Another accuracy and cost-saving technique is OKAY’s 80% Stamping. OKAY’s engineers use 4-axis CNC machining and wire EDM equipment to create products in an unconventional way. “The 80% stamping takes fully machined parts and stamps as many of the features in that one part as possible, which is a lower-cost, higher-volume process,” Howey says. “And then we machine the more complex features.”

The company complements these patented processes with sophisticated automation technologies, such as its CNC-controlled rotary press systems. The company needed a way to pierce holes through a series of formed channels made from 0.75-inch-thick material with the inside channel’s width being only 0.200 of an inch. To produce the holes to a true position tolerance of 0.001, the company would normally go through an expensive machining operation. Instead, OKAY developed a machine that lifts the rotary table two inches, rotates sixty degrees and then moves down two inches to its piercing height.

Another automation technology provides 100 percent inspection of knife edges. The Automatic Vision Inspection System takes magazine stacks of products, strips one product from the stack and accurately positions it in front of three video cameras. The cameras each snap a picture and instantly analyze the data, and the system accepts or rejects the product based on pixel reflection. The products are sorted back into magazine stacks based on acceptance or rejection. “The speed of the system was designed to inspect 200 percent more parts per shift than current production needs so that increased volume requirements could be met as this business continues to grow,” the company says.

OKAY has also pioneered automation assembly processes. Its engineers have developed an electro-pneumatic, fully automatic machine that mates stamped components to pins.
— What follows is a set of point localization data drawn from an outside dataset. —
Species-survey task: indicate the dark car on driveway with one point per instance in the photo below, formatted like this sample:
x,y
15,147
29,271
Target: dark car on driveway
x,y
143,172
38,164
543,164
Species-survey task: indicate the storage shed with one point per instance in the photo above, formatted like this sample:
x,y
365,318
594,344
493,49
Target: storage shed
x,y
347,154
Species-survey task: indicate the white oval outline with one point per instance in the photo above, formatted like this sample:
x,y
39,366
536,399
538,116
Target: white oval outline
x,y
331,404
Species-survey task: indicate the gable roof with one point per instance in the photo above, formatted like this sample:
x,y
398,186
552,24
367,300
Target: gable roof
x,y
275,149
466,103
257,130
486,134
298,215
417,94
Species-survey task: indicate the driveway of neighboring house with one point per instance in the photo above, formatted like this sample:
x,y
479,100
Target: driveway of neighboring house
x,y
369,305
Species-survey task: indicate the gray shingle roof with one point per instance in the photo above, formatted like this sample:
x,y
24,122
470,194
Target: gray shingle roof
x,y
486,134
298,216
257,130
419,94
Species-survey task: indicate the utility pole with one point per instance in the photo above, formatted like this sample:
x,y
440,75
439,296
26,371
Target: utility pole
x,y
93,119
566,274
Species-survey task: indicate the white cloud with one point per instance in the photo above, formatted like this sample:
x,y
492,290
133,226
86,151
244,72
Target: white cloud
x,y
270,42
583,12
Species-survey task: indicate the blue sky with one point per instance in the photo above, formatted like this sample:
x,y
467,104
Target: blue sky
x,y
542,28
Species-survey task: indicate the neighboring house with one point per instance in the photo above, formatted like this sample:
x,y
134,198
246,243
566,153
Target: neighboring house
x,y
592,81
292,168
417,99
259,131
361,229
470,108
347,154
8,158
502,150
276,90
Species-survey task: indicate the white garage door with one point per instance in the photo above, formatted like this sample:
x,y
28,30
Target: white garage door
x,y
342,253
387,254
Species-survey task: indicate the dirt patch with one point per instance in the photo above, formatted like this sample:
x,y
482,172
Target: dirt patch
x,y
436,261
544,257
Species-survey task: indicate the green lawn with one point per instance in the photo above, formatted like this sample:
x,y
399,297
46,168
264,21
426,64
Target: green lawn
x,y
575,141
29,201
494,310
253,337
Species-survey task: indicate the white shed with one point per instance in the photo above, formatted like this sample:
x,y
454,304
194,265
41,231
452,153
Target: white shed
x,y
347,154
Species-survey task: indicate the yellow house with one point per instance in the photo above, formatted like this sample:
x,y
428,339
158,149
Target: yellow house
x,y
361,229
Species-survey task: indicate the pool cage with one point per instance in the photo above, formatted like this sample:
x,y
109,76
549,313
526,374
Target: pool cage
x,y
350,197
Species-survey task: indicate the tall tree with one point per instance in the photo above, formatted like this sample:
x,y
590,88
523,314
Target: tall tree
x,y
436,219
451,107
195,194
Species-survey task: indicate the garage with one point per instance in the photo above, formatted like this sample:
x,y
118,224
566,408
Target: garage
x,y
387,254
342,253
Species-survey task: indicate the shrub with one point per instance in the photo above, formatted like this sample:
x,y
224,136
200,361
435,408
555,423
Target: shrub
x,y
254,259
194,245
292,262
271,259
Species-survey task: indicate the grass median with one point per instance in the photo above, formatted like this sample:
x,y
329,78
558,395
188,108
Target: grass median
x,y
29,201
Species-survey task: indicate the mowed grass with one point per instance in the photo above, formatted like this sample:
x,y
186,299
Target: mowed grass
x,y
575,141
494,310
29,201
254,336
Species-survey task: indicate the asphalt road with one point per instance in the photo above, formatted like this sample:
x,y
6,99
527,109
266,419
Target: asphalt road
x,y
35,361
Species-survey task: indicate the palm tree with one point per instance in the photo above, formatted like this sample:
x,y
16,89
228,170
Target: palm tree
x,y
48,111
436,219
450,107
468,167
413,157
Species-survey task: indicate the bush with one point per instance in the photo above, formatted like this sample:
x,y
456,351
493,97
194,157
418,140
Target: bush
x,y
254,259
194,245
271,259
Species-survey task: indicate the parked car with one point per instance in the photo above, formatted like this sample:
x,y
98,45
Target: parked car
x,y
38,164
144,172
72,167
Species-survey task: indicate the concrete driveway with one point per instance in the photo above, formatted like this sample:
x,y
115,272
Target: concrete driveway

The machine loads and locates each component and stakes the pins to the component to complete the assembly. The machine then unloads the finished part directly to the packaging system. The company says the computer-controlled process has eliminated dimensional and damage problems that can evolve from the manual process while creating several quality check points, maximum flexibility and optimum speeds.

Another assembly automation process is a laser-welding solution that combines four components into a subassembly and welds them together in eight places. A video monitor records and controls the weld quality.

Partners Are Preferred

Howey explains that OKAY’s  assembly capabilities are a key offering that more of its clients are seeking. “A lot of our customers are looking to reduce their supplier base,” he says. “Some are looking for a lot of opportunities of consolidation. We are making components, but we are also putting many of them together and buying from other suppliers to perform the whole assembly for them and give the customer a full package so they can have one or two SKUs rather than 20.”

Its customers’ movement to consolidation is one of the reasons the manufacturer has wanted to form long-term partnerships with its customers. Many companies no longer see price as the No. 1 reason to choose one supplier versus another. Instead, the world is learning that real efficiencies come from high-quality products that do exactly what they are expected to do.

Though it might cost more upfront, the return on investment is greater with products that get the job done right. To make sure these products are made correctly, OKAY’s customers want to work with suppliers who can do the bulk of the work in-house, from design and development to manufacturing and quality testing.

“Customers know what they want and they know the quality they want,” Howey says. “But about half of the components we are working on, the customer has no idea of how they manufacture it. We are very engineering-focused. We have a large number of engineers for a company of our size. We co-develop products for our customers and also do the manufacturing process in-house. This is something we see as an important strength, as well. We invest heavily in research and development.”